Mechanical Properties

Like any other crystalline solid, ice subject to stress undergoes elastic deformation, returning to its original shape when the stress ceases. However, if a shear stress or force is applied to a sample of ice for a long time, the sample will first deform elastically and will then continue to deform plastically, with a permanent alteration of shape. This plastic deformation, or creep, is of great importance to the study of glacier flow. It involves two processes: intracrystalline gliding, in which the layers within an ice crystal shear parallel to each other without destroying the continuity of the crystal lattice, and recrystallization, in which crystal boundaries change in size or shape depending on the orientation of the adjacent crystals and the stresses exerted on them. The motion of dislocations — that is, of defects or disorders in the crystal lattice—controls the speed of plastic deformation. Dislocations do not move under elastic deformation.

The strength of ice, which depends on many factors, is difficult to measure. If ice is stressed for a long time, it deforms by plastic flow and has no yield point (at which permanent deformation begins) or ultimate strength. For short-term experiments with conventional testing machines, typical strength values in bars are 38 for crushing, 14 for bending, 9 for tensile, and 7 for shear.

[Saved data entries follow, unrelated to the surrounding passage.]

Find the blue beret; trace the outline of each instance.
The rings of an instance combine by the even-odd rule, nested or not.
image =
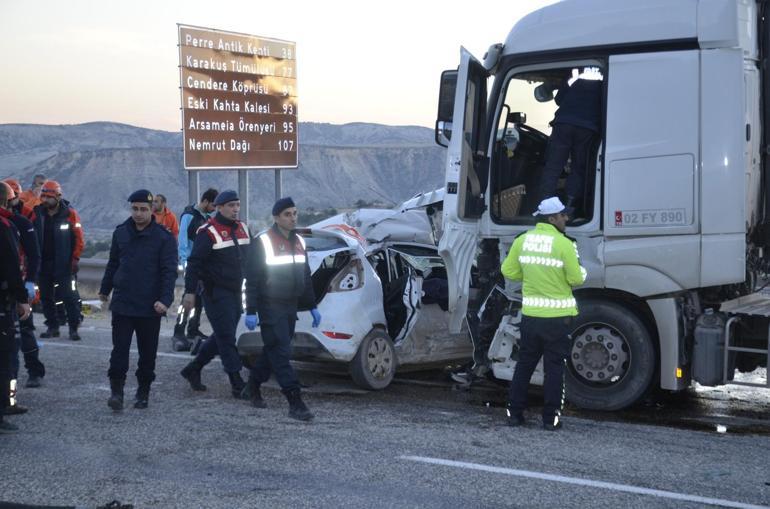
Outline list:
[[[240,198],[238,198],[238,193],[232,189],[228,189],[227,191],[222,191],[216,198],[214,198],[214,205],[224,205],[227,202],[235,200],[240,200]]]
[[[290,196],[281,198],[275,202],[275,205],[273,205],[273,215],[277,216],[289,207],[296,207],[296,205],[294,205],[294,200],[292,200]]]
[[[147,189],[140,189],[131,193],[128,197],[129,203],[152,203],[152,193]]]

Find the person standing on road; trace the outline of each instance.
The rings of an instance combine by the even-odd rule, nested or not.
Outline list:
[[[8,206],[9,187],[0,185],[0,208]],[[13,224],[0,215],[0,387],[10,387],[11,360],[15,350],[16,318],[26,320],[32,312],[29,295],[24,288],[21,274],[21,258],[17,246],[17,233]],[[10,403],[9,393],[0,391],[0,432],[18,428],[3,418]]]
[[[521,340],[513,373],[508,424],[524,424],[527,388],[543,358],[543,427],[561,428],[564,402],[564,363],[572,346],[570,332],[578,314],[572,288],[585,282],[577,244],[564,232],[572,209],[556,198],[540,202],[537,225],[514,240],[501,267],[503,276],[522,281]]]
[[[40,300],[48,329],[41,338],[59,337],[57,302],[64,303],[69,337],[79,341],[80,295],[77,289],[78,263],[83,252],[83,227],[80,217],[67,200],[62,199],[58,182],[47,180],[40,189],[41,203],[35,207],[33,224],[41,251]]]
[[[192,253],[193,241],[198,233],[198,228],[208,221],[209,216],[214,212],[214,200],[217,198],[218,191],[209,188],[201,195],[201,200],[197,205],[188,205],[181,215],[181,224],[179,236],[179,265],[182,269],[187,267],[187,259]],[[200,290],[195,296],[195,306],[187,311],[183,305],[179,305],[177,310],[177,322],[174,326],[174,338],[172,348],[177,352],[186,352],[190,350],[192,355],[196,355],[203,341],[208,336],[200,331],[201,312],[203,311],[203,300]],[[187,334],[185,335],[185,326]],[[195,346],[192,346],[190,340],[195,340]],[[192,349],[191,349],[192,347]]]
[[[235,330],[243,311],[243,280],[252,256],[246,223],[238,220],[241,201],[235,191],[222,191],[214,200],[217,213],[198,229],[185,273],[184,308],[195,306],[202,283],[203,307],[214,332],[203,342],[181,375],[194,391],[205,391],[201,370],[219,354],[230,379],[233,397],[241,398],[246,386],[241,378],[241,357],[235,347]]]
[[[246,280],[246,327],[260,325],[262,355],[249,374],[252,405],[264,408],[260,386],[275,373],[289,402],[289,417],[309,421],[313,414],[302,401],[300,384],[289,363],[297,311],[309,309],[313,327],[321,323],[315,307],[305,241],[297,234],[297,207],[291,198],[273,205],[272,227],[254,240],[253,278]],[[259,316],[257,316],[259,312]]]
[[[139,362],[134,408],[147,408],[150,385],[155,380],[160,317],[174,300],[176,241],[152,215],[152,193],[146,189],[128,197],[131,217],[115,228],[110,259],[104,271],[99,298],[107,302],[112,292],[112,354],[110,399],[113,410],[123,409],[123,386],[128,373],[131,338],[136,333]]]
[[[152,199],[152,215],[155,216],[155,222],[163,226],[176,239],[179,237],[179,222],[176,216],[166,206],[166,197],[162,194],[156,194]]]
[[[40,248],[37,245],[37,236],[35,235],[35,227],[30,220],[19,211],[22,210],[19,202],[18,182],[11,180],[3,181],[8,185],[6,190],[10,201],[4,211],[0,213],[5,214],[8,219],[16,227],[16,231],[19,235],[19,255],[22,261],[22,276],[24,277],[24,287],[27,290],[29,296],[29,302],[35,299],[35,282],[37,281],[37,273],[40,268]],[[12,185],[12,184],[15,184]],[[29,211],[31,215],[31,211]],[[19,373],[19,350],[24,355],[24,367],[27,369],[27,383],[25,387],[33,388],[40,387],[41,381],[45,376],[45,366],[40,362],[39,347],[37,344],[37,338],[35,338],[35,327],[32,323],[32,314],[25,320],[19,321],[19,334],[16,336],[16,352],[13,356],[13,378],[18,377]],[[17,410],[21,409],[16,405]]]

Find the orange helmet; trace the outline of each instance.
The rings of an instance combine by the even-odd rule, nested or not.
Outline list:
[[[6,181],[0,182],[0,186],[3,186],[5,188],[5,199],[8,201],[13,200],[16,198],[16,191],[13,190],[13,188],[8,184]]]
[[[13,189],[14,194],[16,194],[14,198],[18,198],[19,195],[21,194],[21,186],[19,185],[19,181],[16,179],[5,179],[3,180],[3,182],[11,186],[11,189]]]
[[[40,188],[41,198],[58,198],[61,196],[61,186],[55,180],[46,180]]]

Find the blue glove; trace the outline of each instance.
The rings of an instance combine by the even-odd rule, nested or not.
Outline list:
[[[24,283],[24,288],[27,289],[27,297],[29,297],[29,300],[32,300],[35,298],[35,283],[32,281],[27,281]]]
[[[254,330],[259,325],[259,318],[257,318],[257,315],[246,315],[243,322],[246,324],[247,329]]]
[[[317,308],[313,308],[310,310],[310,314],[313,315],[313,328],[318,327],[321,324],[321,313],[318,312]]]

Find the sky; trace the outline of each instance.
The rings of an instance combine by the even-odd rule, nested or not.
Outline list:
[[[0,124],[181,128],[177,23],[297,44],[299,120],[433,127],[441,71],[554,0],[0,0]]]

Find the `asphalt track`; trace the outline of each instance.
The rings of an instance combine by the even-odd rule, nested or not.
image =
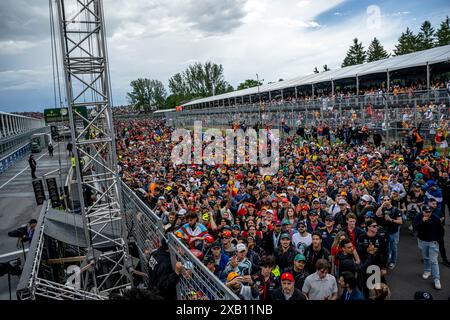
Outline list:
[[[54,156],[50,157],[47,150],[35,153],[37,162],[36,176],[42,178],[43,175],[59,168],[59,153],[61,150],[61,179],[63,184],[66,173],[70,165],[65,145],[61,142],[55,145]],[[48,177],[55,177],[58,187],[61,186],[58,173],[53,173]],[[6,172],[0,175],[0,262],[21,258],[22,266],[24,255],[22,249],[17,247],[17,239],[8,237],[8,232],[26,224],[31,218],[37,218],[41,206],[36,204],[33,186],[31,184],[31,170],[28,166],[28,156],[18,161]],[[44,181],[45,183],[45,181]],[[15,252],[14,254],[10,254]],[[6,255],[6,256],[5,256]],[[19,278],[11,277],[12,299],[16,299],[15,289]],[[9,299],[8,276],[0,278],[0,300]]]
[[[61,164],[63,168],[62,179],[65,180],[65,173],[70,165],[64,145],[60,144]],[[59,168],[58,161],[59,148],[55,147],[54,157],[51,158],[46,152],[36,154],[37,171],[36,175],[42,177],[44,174]],[[37,218],[40,206],[36,205],[33,187],[31,185],[31,172],[28,167],[28,157],[18,161],[7,172],[0,176],[0,257],[4,254],[16,252],[9,257],[0,258],[0,262],[20,257],[23,264],[23,253],[17,248],[17,241],[8,237],[11,231],[31,218]],[[58,186],[60,185],[57,177]],[[447,216],[447,226],[445,243],[450,256],[450,218]],[[417,248],[417,240],[414,238],[406,226],[403,226],[399,243],[399,262],[394,270],[389,270],[387,275],[388,286],[391,289],[391,299],[411,300],[414,292],[418,290],[429,291],[435,299],[447,300],[450,297],[450,268],[440,264],[442,290],[435,290],[433,281],[422,279],[423,266],[421,255]],[[18,277],[11,278],[12,298],[15,297],[15,288]],[[9,299],[8,277],[4,275],[0,278],[0,300]]]

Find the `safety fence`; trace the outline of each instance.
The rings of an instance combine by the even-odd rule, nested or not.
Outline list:
[[[150,254],[158,249],[165,237],[161,219],[122,183],[122,203],[129,240],[134,240],[139,252],[141,268],[148,272]]]
[[[178,300],[239,300],[174,234],[168,235],[172,264],[182,263]]]
[[[143,271],[149,271],[150,255],[164,239],[169,245],[173,268],[177,261],[183,265],[177,286],[179,300],[238,299],[180,239],[172,233],[165,234],[161,219],[125,183],[122,183],[122,202],[129,238],[137,244]]]
[[[176,127],[230,127],[233,123],[269,124],[306,128],[320,122],[332,128],[340,125],[367,126],[385,135],[386,140],[402,141],[408,129],[421,124],[422,135],[433,140],[436,129],[448,121],[450,95],[447,90],[410,94],[371,94],[353,97],[322,97],[309,101],[277,101],[169,112],[166,118]]]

The heat of fusion (heat absorbed on melting of a solid) of water is 334 kilojoules per kilogram. The specific heat of ice at the freezing point is 2.04 kilojoules per kilogram per degree Celsius. The thermal conductivity at this temperature is 2.24 watts per metre kelvin.

Another property of importance to the study of glaciers is the lowering ofthe melting point due to hydrostatic pressure: 0.0074°C (0.0i3°F) per bar. Thus, for a glacier 300 metres (984 feet) thick, everywhere at the melting temperature, the ice at the base is 0.25°C (0.45°F) colder than at the surface.